I grew up and was educated during the "time of confusion" following the Second World War. I graduated from college and entered society just as Japan was emerging from the aftermath of WWII, and was moving forward with rapid progress. Japan was getting wealthy both economically and materially. It was around this time that I decided to become a potter (a ceramic artist).

While others were enjoying their material blessings, my mendicant-like life began under the dim light of an oil lamp in a tin hut which I built by myself. It was a struggle to feed myself.... It was only in 1976 that electricity finally came to my workshop.

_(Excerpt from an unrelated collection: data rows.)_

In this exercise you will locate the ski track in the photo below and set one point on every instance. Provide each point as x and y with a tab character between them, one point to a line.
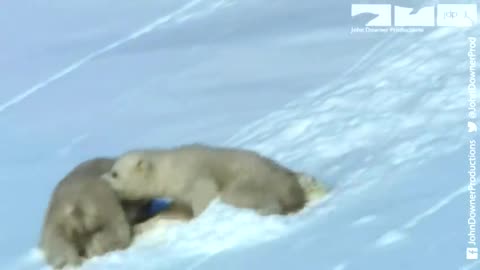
178	15
399	234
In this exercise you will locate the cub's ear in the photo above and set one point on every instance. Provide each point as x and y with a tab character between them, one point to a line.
143	165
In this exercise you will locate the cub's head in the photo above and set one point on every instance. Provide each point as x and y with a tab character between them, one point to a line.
130	176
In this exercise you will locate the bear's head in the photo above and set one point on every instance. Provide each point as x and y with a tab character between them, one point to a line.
131	177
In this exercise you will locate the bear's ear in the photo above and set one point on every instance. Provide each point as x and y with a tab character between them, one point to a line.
142	165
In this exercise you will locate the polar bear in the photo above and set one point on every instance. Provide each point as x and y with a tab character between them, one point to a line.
194	175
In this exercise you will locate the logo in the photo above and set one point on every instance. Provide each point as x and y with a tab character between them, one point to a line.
472	127
457	15
472	254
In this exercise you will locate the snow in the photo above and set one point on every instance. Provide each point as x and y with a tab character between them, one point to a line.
380	118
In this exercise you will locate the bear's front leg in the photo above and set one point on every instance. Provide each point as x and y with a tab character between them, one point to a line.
116	235
204	191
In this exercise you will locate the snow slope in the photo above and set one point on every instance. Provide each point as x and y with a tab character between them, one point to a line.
388	133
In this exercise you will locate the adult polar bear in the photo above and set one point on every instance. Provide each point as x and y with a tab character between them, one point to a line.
194	175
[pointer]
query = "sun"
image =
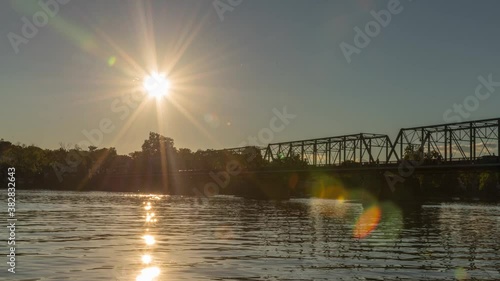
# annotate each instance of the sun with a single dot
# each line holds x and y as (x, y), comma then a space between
(157, 85)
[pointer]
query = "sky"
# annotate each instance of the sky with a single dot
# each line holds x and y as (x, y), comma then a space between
(236, 66)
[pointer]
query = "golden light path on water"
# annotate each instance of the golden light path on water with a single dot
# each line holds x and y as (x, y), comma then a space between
(149, 273)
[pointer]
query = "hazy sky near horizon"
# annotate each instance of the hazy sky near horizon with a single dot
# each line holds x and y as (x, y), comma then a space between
(228, 75)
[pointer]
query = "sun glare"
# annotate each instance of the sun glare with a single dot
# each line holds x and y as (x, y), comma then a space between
(157, 85)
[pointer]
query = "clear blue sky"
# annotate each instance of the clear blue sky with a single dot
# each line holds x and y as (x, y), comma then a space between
(227, 76)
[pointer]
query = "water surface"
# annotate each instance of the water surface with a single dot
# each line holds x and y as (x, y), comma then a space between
(104, 236)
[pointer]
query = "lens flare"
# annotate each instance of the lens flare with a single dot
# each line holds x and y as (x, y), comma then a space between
(148, 274)
(146, 259)
(157, 85)
(461, 274)
(150, 240)
(367, 222)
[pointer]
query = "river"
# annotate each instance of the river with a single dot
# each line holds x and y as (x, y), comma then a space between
(122, 236)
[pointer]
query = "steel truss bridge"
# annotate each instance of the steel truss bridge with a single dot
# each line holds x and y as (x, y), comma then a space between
(470, 142)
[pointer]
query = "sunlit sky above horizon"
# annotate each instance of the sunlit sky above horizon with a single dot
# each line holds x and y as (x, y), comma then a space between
(228, 76)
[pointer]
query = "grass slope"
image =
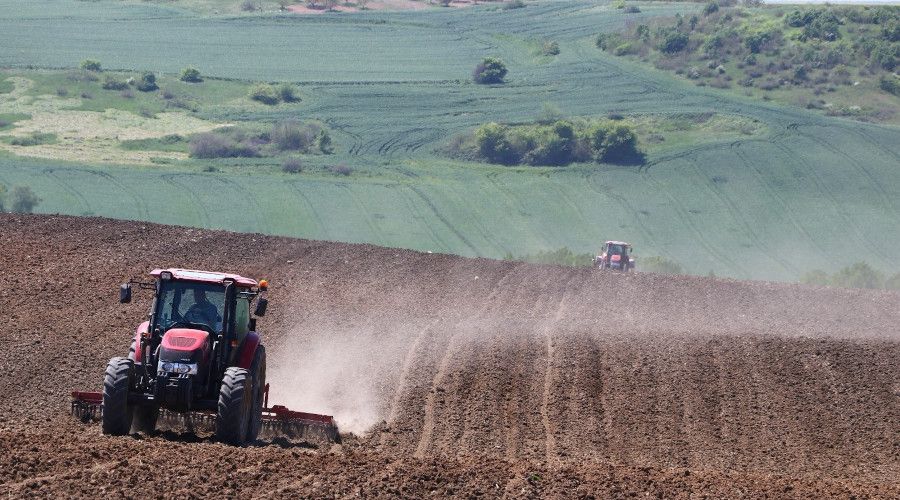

During this life of mendicancy (when I sometimes needed to depend on the alms of others), some people had left me, and others had helped me. Judging only from appearances, the latter is appreciated, while the former is not. But the truth is this: without the former, the latter does not exist; and without the latter there is not the former. (The former presupposes the latter; and the latter presupposes the former.) Bipolar opposition exists only in the phenomenal world but they are, in essence, one.

I have done a lot of writing about my encounters with many people, both in my previous book, Honoo no Koe; Tsuchi no Koe ("The Voice of Fire, The Voice of Clay" from Nihon Kyoubun Sha) and in this book*. Because of these encounters, I can create pottery...or to say it another way: "I have become what I am now. "I am greatly indebted to these people for their kindness to me. Above all, I have wonderful parents, and a wonderful wife and daughter. I was born in a pottery town called Shigaraki, and have the Karma ** of Buddha. The Karma reaches back to the past and stretches to all places -- it covers everything. How mysterious Once I realized this, my sense of pride and the sense that I had accomplished success by my own hands, literally disappeared.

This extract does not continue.